Utico seeks Sias endorsement as potential Hyflux judicial management looms
Rescue package could "save" Hyflux from judicial management and guarantee the highest possible recovery for the holders of its perpetual securities and preference shares
UTICO has urged the Securities Investors Association (Singapore), or Sias, to endorse the Middle Eastern utility firm's proposed rescue package for Hyflux.
The offer could "save" the distressed water treatment firm from judicial management (JM) and guarantee the highest possible recovery for the holders of Hyflux's perpetual securities and preference shares (PnP), Utico said in a press statement on Wednesday.
A group of bank lenders is preparing to file an application with the Singapore High Court by Aug 7, to place Hyflux under JM.
On Monday, Justice Aedit Abdullah gave the go-ahead for the unsecured working group (UWG) of banks comprising Mizuho, Bangkok Bank, BNP Paribas, CTBC Bank, KfW, Korea Development Bank and Standard Chartered Bank to be carved out of Hyflux's debt moratorium, after the UWG argued that it can no longer trust Hyflux's management to lead any restructuring effort.
The chance of a successful Utico deal is nil, according to the UWG's lawyer Eddee Ng of Tan Kok Quan Partnership. This is because the UWG and an informal steering committee of medium-term note holders who together represent 73 per cent of Hyflux's senior unsecured debt have said they will vote against the Middle Eastern suitor's deal, Mr Ng said on Monday.
Still, on Wednesday, Utico emphasised that its proposal is "the only viable binding offer" on the table and was made in good faith and based on PnP investors' requests during this January's town hall.
Investors with the smallest PnP holdings stand to get a 50 per cent return, while those with the largest holdings can get at least a 10 per cent recovery under the Utico deal.
It noted that the debt purchase offers made by other potential white knights will require support from 25.1 per cent of senior debt before the creditors can get a blocking right to prevent Hyflux from being put under JM.

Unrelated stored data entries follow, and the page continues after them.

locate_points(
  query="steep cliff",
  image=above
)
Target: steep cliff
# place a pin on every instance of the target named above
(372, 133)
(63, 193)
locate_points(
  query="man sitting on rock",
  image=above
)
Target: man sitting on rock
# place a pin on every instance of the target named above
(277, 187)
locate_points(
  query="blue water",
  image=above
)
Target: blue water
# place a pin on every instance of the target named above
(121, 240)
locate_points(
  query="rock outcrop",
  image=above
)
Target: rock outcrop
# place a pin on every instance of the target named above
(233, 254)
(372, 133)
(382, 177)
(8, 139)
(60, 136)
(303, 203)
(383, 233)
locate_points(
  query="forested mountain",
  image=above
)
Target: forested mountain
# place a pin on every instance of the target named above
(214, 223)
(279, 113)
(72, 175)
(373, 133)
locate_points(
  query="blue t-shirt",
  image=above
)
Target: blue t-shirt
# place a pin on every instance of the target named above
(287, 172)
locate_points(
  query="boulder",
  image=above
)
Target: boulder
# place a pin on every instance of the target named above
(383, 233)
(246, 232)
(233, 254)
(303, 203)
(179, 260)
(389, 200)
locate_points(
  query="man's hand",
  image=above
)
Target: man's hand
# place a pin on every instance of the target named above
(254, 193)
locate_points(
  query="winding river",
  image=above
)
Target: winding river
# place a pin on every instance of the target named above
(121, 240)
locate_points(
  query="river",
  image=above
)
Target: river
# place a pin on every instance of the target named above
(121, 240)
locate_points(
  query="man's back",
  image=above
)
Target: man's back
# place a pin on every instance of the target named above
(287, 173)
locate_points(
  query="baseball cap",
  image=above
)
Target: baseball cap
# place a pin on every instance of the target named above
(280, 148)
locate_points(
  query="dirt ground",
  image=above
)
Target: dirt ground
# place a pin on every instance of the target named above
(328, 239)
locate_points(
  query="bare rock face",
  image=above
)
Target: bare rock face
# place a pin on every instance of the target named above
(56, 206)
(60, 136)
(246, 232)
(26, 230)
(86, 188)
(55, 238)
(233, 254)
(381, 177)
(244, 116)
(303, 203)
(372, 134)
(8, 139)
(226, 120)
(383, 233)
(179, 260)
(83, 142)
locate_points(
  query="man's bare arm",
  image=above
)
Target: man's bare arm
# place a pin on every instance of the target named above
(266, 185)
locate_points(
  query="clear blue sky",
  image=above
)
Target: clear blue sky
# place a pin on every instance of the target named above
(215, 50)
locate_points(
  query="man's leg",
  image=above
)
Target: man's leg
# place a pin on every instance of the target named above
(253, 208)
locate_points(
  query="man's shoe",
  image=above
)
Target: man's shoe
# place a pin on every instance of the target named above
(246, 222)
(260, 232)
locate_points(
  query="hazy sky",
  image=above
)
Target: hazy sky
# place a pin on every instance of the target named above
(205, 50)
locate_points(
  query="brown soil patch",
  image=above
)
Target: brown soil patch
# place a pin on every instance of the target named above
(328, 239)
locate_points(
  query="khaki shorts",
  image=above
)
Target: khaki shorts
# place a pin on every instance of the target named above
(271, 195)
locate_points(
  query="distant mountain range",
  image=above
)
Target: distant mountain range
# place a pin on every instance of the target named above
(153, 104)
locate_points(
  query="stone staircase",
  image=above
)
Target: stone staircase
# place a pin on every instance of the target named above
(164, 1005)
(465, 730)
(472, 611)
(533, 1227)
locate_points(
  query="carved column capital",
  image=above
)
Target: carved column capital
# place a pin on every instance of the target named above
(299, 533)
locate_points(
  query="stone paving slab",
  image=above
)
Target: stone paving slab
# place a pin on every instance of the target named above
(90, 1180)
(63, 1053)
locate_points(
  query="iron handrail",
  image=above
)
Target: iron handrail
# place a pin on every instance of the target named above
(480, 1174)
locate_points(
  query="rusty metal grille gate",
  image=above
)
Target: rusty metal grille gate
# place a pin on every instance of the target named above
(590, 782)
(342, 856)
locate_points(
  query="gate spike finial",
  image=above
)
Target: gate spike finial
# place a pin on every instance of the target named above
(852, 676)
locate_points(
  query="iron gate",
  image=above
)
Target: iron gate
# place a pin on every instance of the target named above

Moreover, invitations that depend on Hyflux directors and shareholders keeping 100 per cent of their positions, while seeking high discounts of up to 91 per cent from creditors, are "untenable", Utico said. The best-case scenario for PnP holders, given their subordinated status, from such invitations will thus be a recovery of only about 5 per cent, it added.
Last week, Sias asserted that it will not support any plan to rescue Hyflux that lacks a "concrete proposal" to resolve the debts due to PnP holders.
The investor advocacy group's chief David Gerald flagged that the slew of potential investors that have surfaced in recent weeks have not made any offers yet for Hyflux's 34,000-odd retail PnP holders, who are owed some S$900 million in total.